December marked the five-year anniversary of the official beginning of the Great Recession — the most severe economic contraction the United States has experienced since the Great Depression. The recession may have officially ended in June 2009, but the economy still has a long way to go before it returns to normal, and unemployment remains well above prerecession levels.
In November 2007, the month before the recession officially began, there were an estimated 7.3 million unemployed people in the 50 states. The national unemployment rate was 4.7% at the time. In October 2009, the national unemployment rate was 10%, and there were roughly 15 million jobless people in the states. As of November 2012, the national jobless rate was 7.7%, and there were still 11.3 million unemployed people in the states.
24/7 Wall St. reviewed the unemployment rates in the 50 states in recent years, considering prerecession, peak and current unemployment. While change in unemployment can reflect economic growth or stagnation, it can also be misleading. To account for this, we also considered other factors in our analysis of each state’s recovery over the past five years. Based on change in unemployment from peak to current, we identified the states that recovered the most and least from the recession.
The recession impacted every state in the country, but the damage done varied from light, as in the Dakotas, to moderate, as in Maryland and New Mexico, to extreme, as in Nevada, California and Michigan. Similarly, after the economy bottomed out, not every state recovered at the same rate.

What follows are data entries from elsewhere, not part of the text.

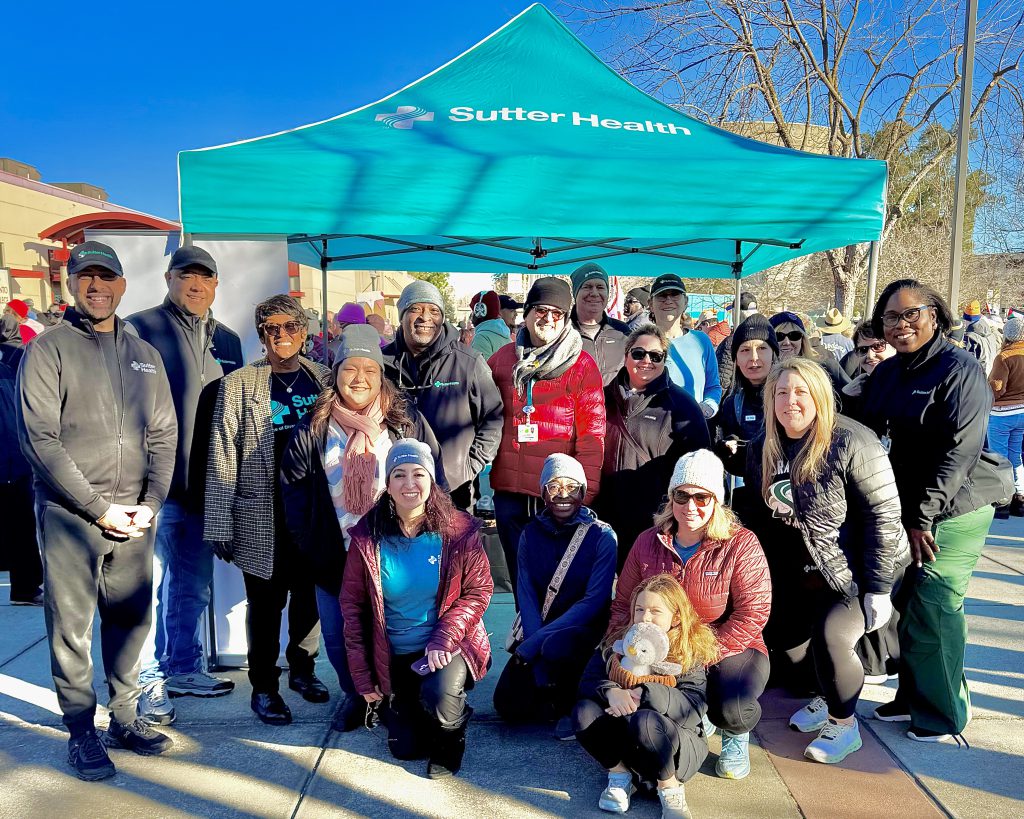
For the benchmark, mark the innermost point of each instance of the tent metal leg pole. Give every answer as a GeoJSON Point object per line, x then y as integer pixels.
{"type": "Point", "coordinates": [324, 263]}
{"type": "Point", "coordinates": [963, 144]}
{"type": "Point", "coordinates": [872, 275]}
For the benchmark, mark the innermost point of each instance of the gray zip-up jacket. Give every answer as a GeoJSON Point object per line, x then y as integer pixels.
{"type": "Point", "coordinates": [84, 456]}
{"type": "Point", "coordinates": [196, 352]}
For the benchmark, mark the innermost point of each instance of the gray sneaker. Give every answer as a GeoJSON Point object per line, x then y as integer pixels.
{"type": "Point", "coordinates": [199, 684]}
{"type": "Point", "coordinates": [154, 706]}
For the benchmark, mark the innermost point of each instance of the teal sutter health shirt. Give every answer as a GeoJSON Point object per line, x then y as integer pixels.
{"type": "Point", "coordinates": [410, 575]}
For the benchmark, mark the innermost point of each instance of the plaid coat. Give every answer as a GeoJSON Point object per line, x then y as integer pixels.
{"type": "Point", "coordinates": [241, 475]}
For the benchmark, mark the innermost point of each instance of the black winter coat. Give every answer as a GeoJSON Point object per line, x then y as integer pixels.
{"type": "Point", "coordinates": [646, 434]}
{"type": "Point", "coordinates": [607, 348]}
{"type": "Point", "coordinates": [453, 388]}
{"type": "Point", "coordinates": [305, 496]}
{"type": "Point", "coordinates": [849, 518]}
{"type": "Point", "coordinates": [933, 404]}
{"type": "Point", "coordinates": [196, 353]}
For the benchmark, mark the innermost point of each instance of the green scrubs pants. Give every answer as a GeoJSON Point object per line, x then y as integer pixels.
{"type": "Point", "coordinates": [933, 628]}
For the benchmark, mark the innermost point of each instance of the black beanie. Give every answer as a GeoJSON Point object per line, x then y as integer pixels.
{"type": "Point", "coordinates": [756, 328]}
{"type": "Point", "coordinates": [551, 291]}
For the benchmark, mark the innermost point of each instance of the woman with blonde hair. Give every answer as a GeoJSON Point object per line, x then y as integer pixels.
{"type": "Point", "coordinates": [649, 727]}
{"type": "Point", "coordinates": [829, 516]}
{"type": "Point", "coordinates": [698, 541]}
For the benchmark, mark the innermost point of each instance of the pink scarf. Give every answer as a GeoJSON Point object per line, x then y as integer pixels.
{"type": "Point", "coordinates": [363, 429]}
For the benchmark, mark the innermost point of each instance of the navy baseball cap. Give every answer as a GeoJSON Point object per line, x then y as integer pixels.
{"type": "Point", "coordinates": [193, 257]}
{"type": "Point", "coordinates": [668, 283]}
{"type": "Point", "coordinates": [93, 254]}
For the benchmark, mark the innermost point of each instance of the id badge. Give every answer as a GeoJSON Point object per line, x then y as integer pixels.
{"type": "Point", "coordinates": [528, 433]}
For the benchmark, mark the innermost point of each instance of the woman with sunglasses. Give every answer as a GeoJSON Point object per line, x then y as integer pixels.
{"type": "Point", "coordinates": [791, 333]}
{"type": "Point", "coordinates": [827, 513]}
{"type": "Point", "coordinates": [651, 423]}
{"type": "Point", "coordinates": [256, 411]}
{"type": "Point", "coordinates": [930, 404]}
{"type": "Point", "coordinates": [698, 541]}
{"type": "Point", "coordinates": [553, 399]}
{"type": "Point", "coordinates": [540, 682]}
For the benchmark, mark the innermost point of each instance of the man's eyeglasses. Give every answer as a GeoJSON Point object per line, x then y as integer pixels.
{"type": "Point", "coordinates": [556, 314]}
{"type": "Point", "coordinates": [566, 488]}
{"type": "Point", "coordinates": [291, 328]}
{"type": "Point", "coordinates": [910, 316]}
{"type": "Point", "coordinates": [682, 498]}
{"type": "Point", "coordinates": [878, 346]}
{"type": "Point", "coordinates": [638, 354]}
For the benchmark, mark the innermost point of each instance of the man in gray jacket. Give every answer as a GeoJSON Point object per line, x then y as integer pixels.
{"type": "Point", "coordinates": [197, 351]}
{"type": "Point", "coordinates": [96, 423]}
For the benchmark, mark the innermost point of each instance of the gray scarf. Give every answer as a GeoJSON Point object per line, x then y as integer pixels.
{"type": "Point", "coordinates": [547, 362]}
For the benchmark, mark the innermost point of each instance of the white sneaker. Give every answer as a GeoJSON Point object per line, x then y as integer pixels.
{"type": "Point", "coordinates": [199, 684]}
{"type": "Point", "coordinates": [811, 718]}
{"type": "Point", "coordinates": [674, 803]}
{"type": "Point", "coordinates": [615, 798]}
{"type": "Point", "coordinates": [835, 743]}
{"type": "Point", "coordinates": [154, 706]}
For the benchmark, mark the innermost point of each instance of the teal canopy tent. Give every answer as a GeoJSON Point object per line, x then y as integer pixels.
{"type": "Point", "coordinates": [527, 154]}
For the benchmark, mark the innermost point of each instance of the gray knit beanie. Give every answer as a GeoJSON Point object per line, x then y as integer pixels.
{"type": "Point", "coordinates": [420, 293]}
{"type": "Point", "coordinates": [702, 469]}
{"type": "Point", "coordinates": [410, 450]}
{"type": "Point", "coordinates": [562, 466]}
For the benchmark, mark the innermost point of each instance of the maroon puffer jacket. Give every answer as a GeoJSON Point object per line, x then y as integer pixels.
{"type": "Point", "coordinates": [569, 412]}
{"type": "Point", "coordinates": [727, 582]}
{"type": "Point", "coordinates": [463, 596]}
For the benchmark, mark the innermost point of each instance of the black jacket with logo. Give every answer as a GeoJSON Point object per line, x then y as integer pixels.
{"type": "Point", "coordinates": [195, 353]}
{"type": "Point", "coordinates": [934, 406]}
{"type": "Point", "coordinates": [607, 347]}
{"type": "Point", "coordinates": [84, 456]}
{"type": "Point", "coordinates": [646, 433]}
{"type": "Point", "coordinates": [453, 387]}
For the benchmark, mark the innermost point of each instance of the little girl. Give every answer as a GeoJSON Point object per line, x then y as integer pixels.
{"type": "Point", "coordinates": [649, 727]}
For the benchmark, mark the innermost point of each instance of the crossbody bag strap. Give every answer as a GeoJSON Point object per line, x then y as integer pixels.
{"type": "Point", "coordinates": [563, 568]}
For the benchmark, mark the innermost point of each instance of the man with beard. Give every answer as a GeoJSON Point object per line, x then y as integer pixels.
{"type": "Point", "coordinates": [450, 384]}
{"type": "Point", "coordinates": [97, 426]}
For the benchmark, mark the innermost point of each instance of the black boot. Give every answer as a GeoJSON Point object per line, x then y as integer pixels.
{"type": "Point", "coordinates": [448, 749]}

Some states have made considerable progress, adding hundreds of thousands of new jobs and reducing unemployment substantially. Several states that were barely hit did not have far to recover and remain in excellent shape relative to the rest of the country. Other states have made almost no progress, with unemployment rates close to their recession peaks. Based on our review, most states followed one of three paths of decline and recovery since the recession began.
The first group saw massive job losses and generally severe declines in both their housing markets and GDP during the recession. These include states hit particularly hard by the collapse of the housing market, such as Arizona, Nevada, and Florida, and states that have struggled for years because of their reliance on the contracting manufacturing sector, such as Michigan and Ohio. In this first group, the unemployment rate has improved substantially, but still remains well above the national rate.
In states such as Indiana, which belongs to the first group, there appears to be evidence of a recovery, but the data should be examined carefully. While the jobless rate is down by nearly three percentage points from its worst level, this is due as much to people giving up looking for work or retiring as it is to new jobs.
In states such as Michigan, which had the highest unemployment rate in the country during the recession, there is evidence of a true recovery. The state was in the top 10 for GDP growth in each of the past two years and “has seen an increase in manufacturing employment over the year,” Bureau of Labor Statistics Chief Economist Martin Kohli told 24/7 Wall St. The real rebound in the automobile industry, Kohli added, “has made Michigan’s recovery stronger than it might otherwise have been.”
The second group of states were barely hit by the recession. They include North Dakota and Wyoming, which were bolstered by a strong energy sector when other state economies were failing. These states’ unemployment rates have hardly increased, and North Dakota’s has even returned to its prerecession level. While some of these states are ranked lower on our list, this is because the unemployment rate had to drop relatively little to get close to prerecession levels.
The final group of states have been unable to show any meaningful recovery. These states, which include New York, New Jersey, and Connecticut, all saw unemployment rise above 9%. However, unlike Michigan and Ohio, which have seen substantial declines in unemployment recently, the economies of these states continues to flounder. New York and New Jersey’s unemployment rates were actually increasing for much of 2012, even as the national unemployment rate was falling.
Kohli explained that each of these states have failed to recover for different reasons. In the case of New Jersey, the casino industry in Atlantic City, which is a big part of the state’s economy, was badly damaged by the recession and continues to struggle. And Superstorm Sandy will probably only make matters worse in the long run.
Based on monthly unemployment data reported by the BLS, 24/7 Wall St. reviewed the recovery progress in each of the 50 states. Each state is ranked by the percentage point decline from its highest unemployment rate during the recession. We also reviewed, by state, the number of employed and unemployed people in the labor force, as well as the change in average weekly earnings by state between November 2007 and October 2012. In addition to BLS data, 24/7 Wall St. reviewed home price change and projection data from Fiserv as of the second quarter of 2012. From the U.S. Census Bureau, we reviewed income and poverty data. We also reviewed gross domestic product change by state for each year during the recession from the Bureau of Economic Analysis, the most recent being 2011.